Propositie 4: Universiteiten worden in de stages 2 en 3 veel meer gebruikt dan andere bronnen, omdat deze kwalitatief goed werk leveren tegen een goede prijs.

In deze stages gebruiken de spin-off bedrijven het netwerk en veel kennis van de universiteit, omdat er in deze stages intensief wordt gekeken naar het ontwerpen van het nieuwe product. Voor de spin-off bedrijven geldt dat dit voornamelijk bij de universiteit vandaan gehaald wordt. Echter zien we dat juist in deze stages ook erg veel samengewerkt wordt met de klant of de uiteindelijke gebruiker van het product, om ervoor te blijven zorgen dat het product voldoet aan de eisen van de consument. Toch is het zo dat de universiteit meer gebruikt wordt dan andere externe partijen in stage 2 en 3. Dit laat zien dat de universiteit een goede partner kan zijn voor bedrijven. Als er gekeken wordt naar tabel 5 kan dit ook gezegd worden voor stage 1, aangezien stage 1 hetzelfde is als stage 2 in een minder uitgebreide vorm. Voor de spin-off bedrijven kost de hulp van de universiteit niet veel. Dit kan ook gelden voor andere bedrijven zoals bij propositie 4 al duidelijk werd. Al eerder in dit onderzoek werd genoemd dat bedrijven hulp vragen bij een partner die de beste antwoorden geeft op vragen. Echter is het zo dat de universiteit goede kwaliteit levert aan de bedrijven. Het ligt niet alleen aan het feit dat de spin-offs dichtbij de universiteit zitten of omdat de universiteit goedkoper is. Enkele geïnterviewde bedrijven hebben zaken uitbesteed aan andere bedrijven die dit ook door de universiteit hadden kunnen laten doen. Dit was echter niet de beste partij en daarom is gekozen voor een andere partij. Toch bewijst tabel 5 dat propositie 4 goed is uitgekomen aangezien de bedrijven veel gebruik maken van de universiteit in stages 1, 2 en 3.
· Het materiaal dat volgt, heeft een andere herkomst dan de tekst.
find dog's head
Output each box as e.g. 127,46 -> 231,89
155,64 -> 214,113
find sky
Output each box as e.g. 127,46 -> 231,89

Propositie 5: Universiteiten worden in stages 2 en 3 vaak benaderd door innovatieve bedrijven omdat deze goed aan de innovatieve technische eisen van consumenten kunnen voldoen.

Bij propositie 1 werd al duidelijk dat bedrijven de eisen van de klant al vroeg in het proces willen betrekken. Hierdoor zijn de technische eisen van het product al eerder duidelijk dan in stage 2 en 3. Wel blijft de technische kennis van de universiteit ook een belangrijke toevoeging voor de spin-offs in deze stages. Toch laat tabel 5 zien dat dit niet de enige reden is waarom bedrijven voor de universiteit kunnen kiezen. De netwerken van de universiteit die de bedrijven de kans geven om

33 meer kennis te bereiken of om investeerders te vinden zijn ook erg belangrijk gebleken. Daarnaast is ook de factor ‘faciliteiten’ en de kosten daarvan één van de redenen geweest voor veel van de geïnterviewde bedrijven om samen te gaan werken met de universiteit. De factor ‘technische kennis’ is daarom zeker niet de enige factor waarom bedrijven kiezen voor de hulp van de universiteit. Al blijft de technische kennis erg belangrijk voor bedrijven, geld speelt ook een belangrijke rol als het gaat om het vinden van nieuwe kennis en het gebruiken van apparatuur en faciliteiten.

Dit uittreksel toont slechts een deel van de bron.